The characteristics of the typical ‘hunter-gatherer’ fall in between those of the ‘hunters’ and the ‘gatherers’.
He goes on to provide information about some other possible differences – in terms of temperature preferences, sleep patterns, general moods, and body shapes and sizes.
So, is there something to it? Here are some of my immediate observations:
- I can definitely see that different people – including me and people I know – can be categorized in this way
- I was impressed at how ’consistent’ the differentials were – in other words, in my experience, the characteristics across all categories – mood, body shape, food preferences etc, do indeed seem to be grouped in the way described (although of course some degree of generalisation is always going to be inherent in such categorisation)
- My own experience is that I’m a ‘hunter’ who tried for a long time to be a ‘gatherer’ (by attempting to follow a low fat, often vegetarian, sometimes vegan diet) and found it a constant struggle which didn’t produce great results
- I can see that it helps to explain why it is that – even though most paleo adherents will swear blind that a diet high in fruit, grains, and legumes is sub-optimal – some people do genuinely seem to do well when large quantities of these foods comprise at least part of their diet
The book includes a questionnaire which can help the reader determine into which category they fall.
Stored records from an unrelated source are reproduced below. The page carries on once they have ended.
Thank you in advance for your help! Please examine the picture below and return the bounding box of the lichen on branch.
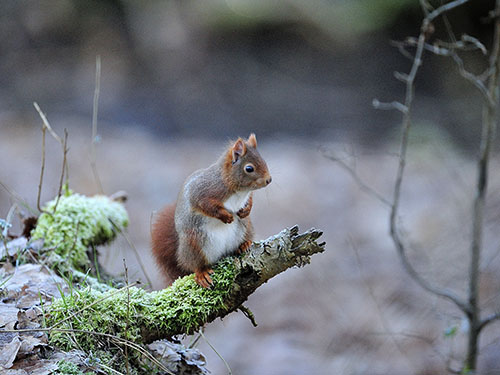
[31,192,128,272]
[47,227,324,349]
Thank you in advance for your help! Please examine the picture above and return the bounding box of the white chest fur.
[204,192,250,263]
[224,191,250,213]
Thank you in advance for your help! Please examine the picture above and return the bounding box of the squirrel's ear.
[231,138,247,163]
[247,133,257,148]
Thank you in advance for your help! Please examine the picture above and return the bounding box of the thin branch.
[90,55,104,194]
[33,102,63,145]
[36,119,47,212]
[479,312,500,330]
[33,102,68,215]
[382,0,470,313]
[199,329,233,375]
[53,129,68,213]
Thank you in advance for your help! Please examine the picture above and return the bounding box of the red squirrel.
[151,133,271,288]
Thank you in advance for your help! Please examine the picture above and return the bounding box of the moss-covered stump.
[31,192,128,273]
[46,227,324,349]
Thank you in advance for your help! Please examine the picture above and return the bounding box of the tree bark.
[47,226,325,349]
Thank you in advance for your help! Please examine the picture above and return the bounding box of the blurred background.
[0,0,500,375]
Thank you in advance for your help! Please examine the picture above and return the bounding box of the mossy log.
[46,226,325,349]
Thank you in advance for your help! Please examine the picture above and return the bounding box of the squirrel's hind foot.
[236,240,253,255]
[194,268,214,288]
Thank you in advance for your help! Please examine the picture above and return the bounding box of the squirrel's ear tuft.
[247,133,257,148]
[231,138,247,163]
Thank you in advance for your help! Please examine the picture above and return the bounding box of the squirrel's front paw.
[219,211,234,224]
[236,206,251,219]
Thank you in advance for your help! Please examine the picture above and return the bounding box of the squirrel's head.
[224,133,272,190]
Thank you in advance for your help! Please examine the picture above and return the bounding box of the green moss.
[47,257,235,350]
[32,194,128,271]
[55,360,83,375]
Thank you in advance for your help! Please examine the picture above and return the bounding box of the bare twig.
[465,0,500,370]
[53,129,68,213]
[90,55,104,194]
[199,329,233,375]
[36,116,47,212]
[390,0,470,313]
[320,148,391,207]
[33,102,68,215]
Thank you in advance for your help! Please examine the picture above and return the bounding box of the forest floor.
[0,119,500,375]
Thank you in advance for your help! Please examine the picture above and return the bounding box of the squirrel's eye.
[245,164,255,173]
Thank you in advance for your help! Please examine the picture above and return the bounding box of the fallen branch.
[47,226,325,350]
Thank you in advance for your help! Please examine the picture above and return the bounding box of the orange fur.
[151,204,188,285]
[151,134,271,288]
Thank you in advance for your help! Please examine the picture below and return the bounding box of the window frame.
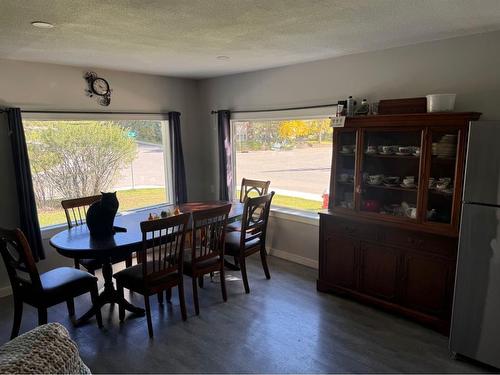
[230,105,337,219]
[22,111,175,235]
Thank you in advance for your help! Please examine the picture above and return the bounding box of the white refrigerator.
[450,121,500,368]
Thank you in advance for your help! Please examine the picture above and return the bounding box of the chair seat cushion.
[40,267,97,296]
[184,249,220,275]
[78,253,131,271]
[113,261,179,289]
[226,221,241,232]
[225,232,260,255]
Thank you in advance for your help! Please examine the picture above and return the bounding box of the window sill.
[270,207,319,226]
[40,203,168,240]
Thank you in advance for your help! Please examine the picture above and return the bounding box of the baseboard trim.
[0,286,12,298]
[269,248,318,269]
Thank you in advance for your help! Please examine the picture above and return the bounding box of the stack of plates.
[432,134,457,158]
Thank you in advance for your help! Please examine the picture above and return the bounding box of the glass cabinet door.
[425,129,459,224]
[359,129,422,220]
[333,130,356,210]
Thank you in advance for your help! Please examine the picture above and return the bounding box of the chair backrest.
[137,213,191,282]
[191,204,231,267]
[240,178,271,203]
[61,195,101,228]
[240,191,274,249]
[0,228,42,293]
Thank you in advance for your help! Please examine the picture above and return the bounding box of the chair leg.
[240,256,250,293]
[90,282,102,328]
[260,248,271,280]
[193,275,200,315]
[66,298,75,318]
[179,282,187,320]
[116,283,125,322]
[156,290,163,305]
[10,298,23,340]
[219,262,227,302]
[38,307,47,326]
[144,295,153,337]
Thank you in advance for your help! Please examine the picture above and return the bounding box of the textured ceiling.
[0,0,500,78]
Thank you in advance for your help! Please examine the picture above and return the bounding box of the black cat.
[87,192,126,237]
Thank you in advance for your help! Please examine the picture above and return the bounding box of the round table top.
[50,201,243,259]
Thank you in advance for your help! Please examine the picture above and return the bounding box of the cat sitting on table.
[86,192,127,237]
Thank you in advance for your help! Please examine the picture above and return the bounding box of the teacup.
[405,207,417,219]
[384,176,400,185]
[339,173,349,182]
[403,176,415,186]
[368,174,384,185]
[382,146,393,154]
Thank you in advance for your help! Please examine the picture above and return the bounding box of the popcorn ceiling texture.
[0,0,500,78]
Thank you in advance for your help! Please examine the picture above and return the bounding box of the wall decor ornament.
[83,72,112,107]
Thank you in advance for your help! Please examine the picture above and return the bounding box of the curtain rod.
[211,103,337,115]
[20,110,168,115]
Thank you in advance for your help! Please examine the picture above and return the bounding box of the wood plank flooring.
[0,257,487,373]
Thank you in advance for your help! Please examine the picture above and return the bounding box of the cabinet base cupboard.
[317,113,480,334]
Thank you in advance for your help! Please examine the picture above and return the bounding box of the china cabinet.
[317,112,480,333]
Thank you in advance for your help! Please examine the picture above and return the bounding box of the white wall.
[0,60,213,294]
[200,32,500,264]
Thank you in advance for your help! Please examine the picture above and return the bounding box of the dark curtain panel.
[168,112,187,204]
[7,108,45,261]
[217,111,233,201]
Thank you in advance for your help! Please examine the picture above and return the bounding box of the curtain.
[217,111,230,201]
[7,108,45,261]
[168,112,187,204]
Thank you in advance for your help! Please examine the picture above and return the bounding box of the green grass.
[38,188,321,228]
[38,188,166,228]
[236,190,322,212]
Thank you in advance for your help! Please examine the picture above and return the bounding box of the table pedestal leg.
[75,259,144,325]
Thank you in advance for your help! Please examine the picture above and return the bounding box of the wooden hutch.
[317,113,480,334]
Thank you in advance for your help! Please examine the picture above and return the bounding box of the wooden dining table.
[50,201,243,325]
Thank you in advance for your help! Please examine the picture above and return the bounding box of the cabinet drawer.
[325,218,378,240]
[378,228,458,258]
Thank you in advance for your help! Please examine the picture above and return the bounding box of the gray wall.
[200,32,500,264]
[0,60,213,294]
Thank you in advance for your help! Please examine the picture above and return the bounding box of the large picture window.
[23,119,170,227]
[232,118,333,212]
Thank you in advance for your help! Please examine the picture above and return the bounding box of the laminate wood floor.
[0,257,487,373]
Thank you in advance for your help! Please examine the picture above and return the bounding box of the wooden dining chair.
[0,228,102,339]
[225,191,274,293]
[240,178,271,203]
[113,213,190,337]
[227,178,271,235]
[61,195,132,275]
[184,204,231,315]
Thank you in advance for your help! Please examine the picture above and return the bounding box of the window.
[23,119,171,227]
[232,118,333,212]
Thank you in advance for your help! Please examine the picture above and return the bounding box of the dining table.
[50,201,243,325]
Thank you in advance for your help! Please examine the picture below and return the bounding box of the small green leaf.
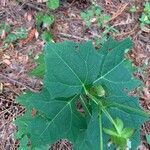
[115,118,123,133]
[42,15,54,27]
[121,128,135,139]
[47,0,59,10]
[41,31,53,42]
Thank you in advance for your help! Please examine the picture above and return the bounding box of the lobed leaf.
[16,38,150,150]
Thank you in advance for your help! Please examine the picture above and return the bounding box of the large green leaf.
[44,42,103,97]
[16,38,150,150]
[16,89,86,146]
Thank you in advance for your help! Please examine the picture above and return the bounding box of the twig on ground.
[115,24,139,37]
[0,74,39,92]
[108,3,128,22]
[57,33,88,41]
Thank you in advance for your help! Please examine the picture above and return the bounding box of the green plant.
[130,5,138,13]
[29,53,45,78]
[139,2,150,28]
[0,22,28,47]
[15,38,150,150]
[81,4,118,46]
[46,0,59,10]
[36,0,59,42]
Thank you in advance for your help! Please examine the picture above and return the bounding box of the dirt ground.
[0,0,150,150]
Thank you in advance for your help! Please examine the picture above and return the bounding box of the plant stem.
[99,115,103,150]
[86,91,119,133]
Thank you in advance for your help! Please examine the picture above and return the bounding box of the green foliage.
[0,22,11,35]
[41,31,53,42]
[4,28,28,43]
[130,5,137,13]
[139,2,150,28]
[0,22,28,47]
[146,134,150,144]
[81,4,118,46]
[15,38,150,150]
[36,0,59,42]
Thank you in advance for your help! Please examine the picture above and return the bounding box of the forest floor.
[0,0,150,150]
It’s nothing complicated, and simply asks questions about eating preferences, meal patterns, which foods are most satisfying, etc. It’s not dissimilar to some of the “metabolic typing” questionnaires I’ve seen, and of course, the principle – that there is a degree of nutritional individuality to our metabolisms – is the same.
Will everyone like this approach? Of course not. If you’re a committed vegan, you’re likely to find the notion of some people being ‘hunters’ objectionable. If you’re the kind of paleo enthusiast who gets very suspicious of anyone who doesn’t like bacon, you’ll possibly find the idea of a ‘gatherer’ risible. But for many - including those of us who are committed to eating the real foods that evolution designed us to eat, but who are well aware that we’re not all cut from the same cloth – this is a very welcome, balanced, and useful read.